La Quaresima: trova le sue origini nella schiavitù degli Ebrei in Egitto, che il libro dell’Esodo (12,40) vàluta nella durata di 430 anni.
Le cifre poi sono arrotondate a 400, come appare nel libro della Genesi (15,13) e negli Atti degli Apostoli (7,6): «La discendenza di Abramo sarà pellegrina in terra straniera, tenuta in schiavitù e oppressione per 400 anni».
Nel Vangelo il numero 400 diventa 40.
Gesù, all’inizio della sua missione, racconta Luca (4,1 ss.), «si allontanò dal Giordano e fu condotto dallo Spirito nel deserto dove, per quaranta giorni, fu tentato dal diavolo… Non mangiò nulla in quei giorni, ma dopo ebbe fame».
Questi i dati biblici che indicano il significato della Quaresima: uscire dalla schiavitù per vivere la libertà dei Figli di Dio, proclamata dal Messia Gesù.
È necessario quindi: impegno, sacrificio, penitenza, preghiera per vivere un tempo di ripresa, di libertà e fratellanza e uscire da tutto ciò che non è dignitoso per celebrare una personale Pasqua di Resurrezione.
La Quaresima, quindi, nel suo significato, dall’Antico al Nuovo Testamento, è un periodo di intensa riflessione in cui non solo è impegnata la mente, ma tutta la persona che trova la sua forza di cambiamento anche nel digiuno, inteso come rinuncia al superfluo ed anche al consueto, per vivere maggiormente l’essenza di sé come ragione, riflessione, preghiera e dono di aiuto al fratello che soffre.

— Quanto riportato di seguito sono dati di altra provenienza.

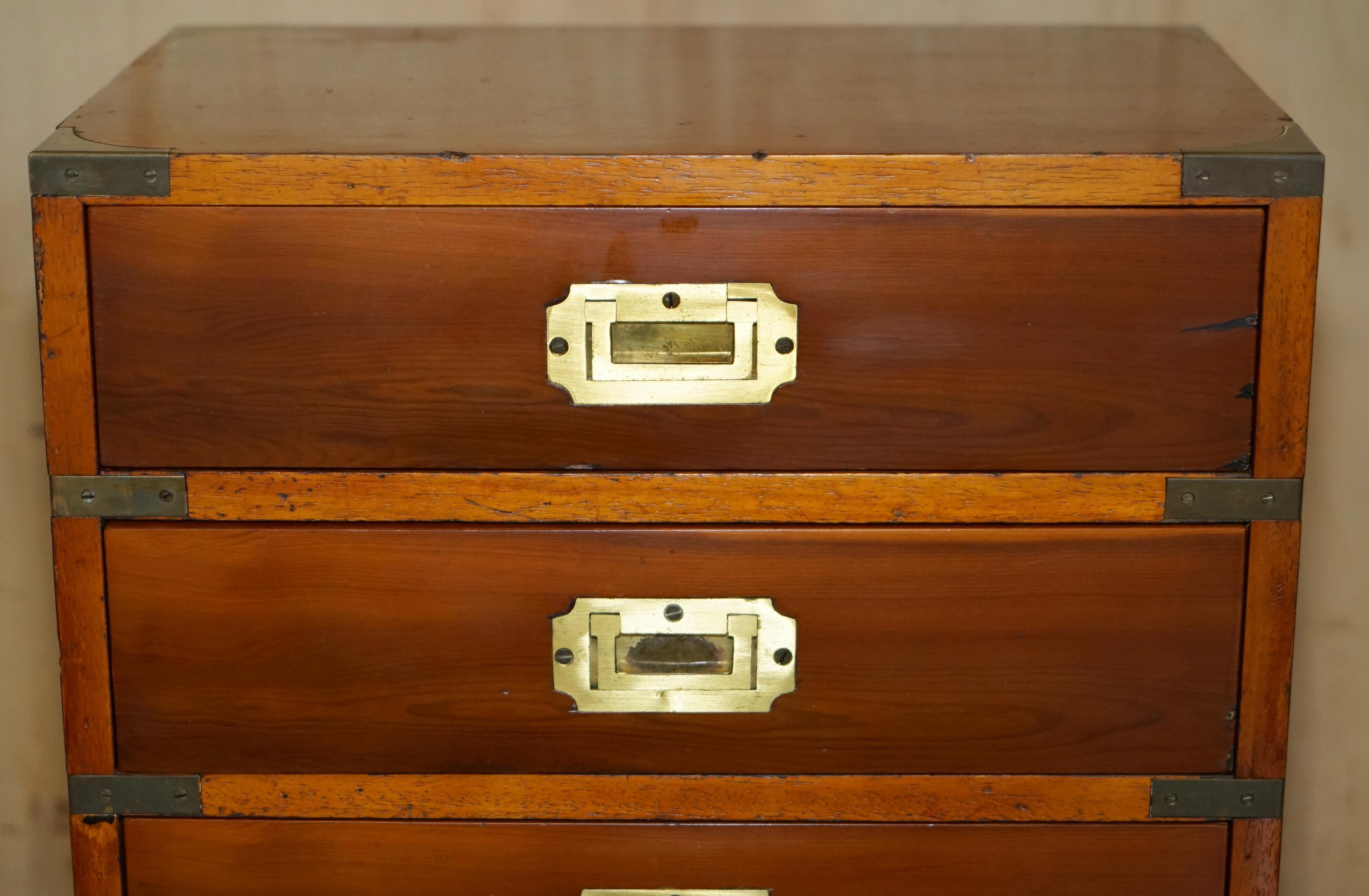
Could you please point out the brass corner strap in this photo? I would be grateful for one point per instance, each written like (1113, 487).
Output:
(1289, 165)
(119, 497)
(1233, 500)
(135, 794)
(1216, 798)
(69, 165)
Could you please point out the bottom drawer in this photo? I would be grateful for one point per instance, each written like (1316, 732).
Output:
(352, 858)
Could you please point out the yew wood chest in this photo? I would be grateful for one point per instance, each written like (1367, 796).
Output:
(706, 462)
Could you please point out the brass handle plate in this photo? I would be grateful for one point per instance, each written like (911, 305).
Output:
(674, 656)
(674, 893)
(671, 344)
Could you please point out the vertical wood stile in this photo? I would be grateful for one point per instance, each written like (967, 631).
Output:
(60, 247)
(1286, 319)
(96, 842)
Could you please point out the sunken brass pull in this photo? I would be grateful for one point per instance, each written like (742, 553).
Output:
(671, 344)
(674, 893)
(662, 656)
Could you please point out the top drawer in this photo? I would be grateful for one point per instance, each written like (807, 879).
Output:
(930, 340)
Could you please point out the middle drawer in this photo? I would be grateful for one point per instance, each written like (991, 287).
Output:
(429, 649)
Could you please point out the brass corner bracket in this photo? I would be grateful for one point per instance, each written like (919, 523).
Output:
(69, 165)
(1289, 165)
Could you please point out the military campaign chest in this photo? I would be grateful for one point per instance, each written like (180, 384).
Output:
(608, 462)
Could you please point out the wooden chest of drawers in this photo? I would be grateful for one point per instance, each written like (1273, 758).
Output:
(689, 462)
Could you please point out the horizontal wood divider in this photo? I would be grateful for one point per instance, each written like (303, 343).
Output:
(908, 798)
(681, 181)
(555, 497)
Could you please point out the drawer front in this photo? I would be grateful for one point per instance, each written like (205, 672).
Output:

Il periodo quaresimale inizia con una severa liturgia, quella delle «Ceneri», il Mercoledì, prima giornata della Quaresima.
Il Sacerdote impone sulla fronte della persona un pizzico di cenere, ricavata dai rami bruciati dell’olivo, benedetto nella Domenica delle Palme dell’anno precedente, dicendo: «Ricordati che sei polvere e polvere ritornerai».
Oppure, specialmente per i bimbi, dice: «Convertitevi e credete al Vangelo» che può essere uno stimolo alla preghiera, mattino e sera.
Abbiamo bisogno in certi momenti solenni e incisivi non solo di parole, ma anche di segni. Una stretta di mano vale più di un discorso, un dito puntato sul petto lo si ricorda più di una conversazione. Anzi, chi di noi, da bambini, non ha ricevuto uno scapaccione ed anche uno schiaffone, specialmente quelli della mia età!
Avvertimenti che sono serviti, eccome!
Così, quel cadere della cenere dalla fronte sul naso, per il superficiale diventa ridicolo, ma per la persona che ha un minimo di attenzione può essere l’inizio di un altro cammino di vita, più serio, più attento, specialmente quando il Celebrante usa la frase: «Ricordati che sei polvere e polvere ritornerai»!
Naturalmente per partecipare a quella cerimonia, è necessario uno stato d’animo non solo da credente, ma da individuo che pensa che la vita è preziosa nel tempo, affinché doni sempre, nella parola e nel passo, tutto il positivo possibile, con la lodevole pretesa di essere ricordati, con gratitudine e nostalgia, quando si spegnerà ogni presente e si affaccerà un futuro che è quello di Dio.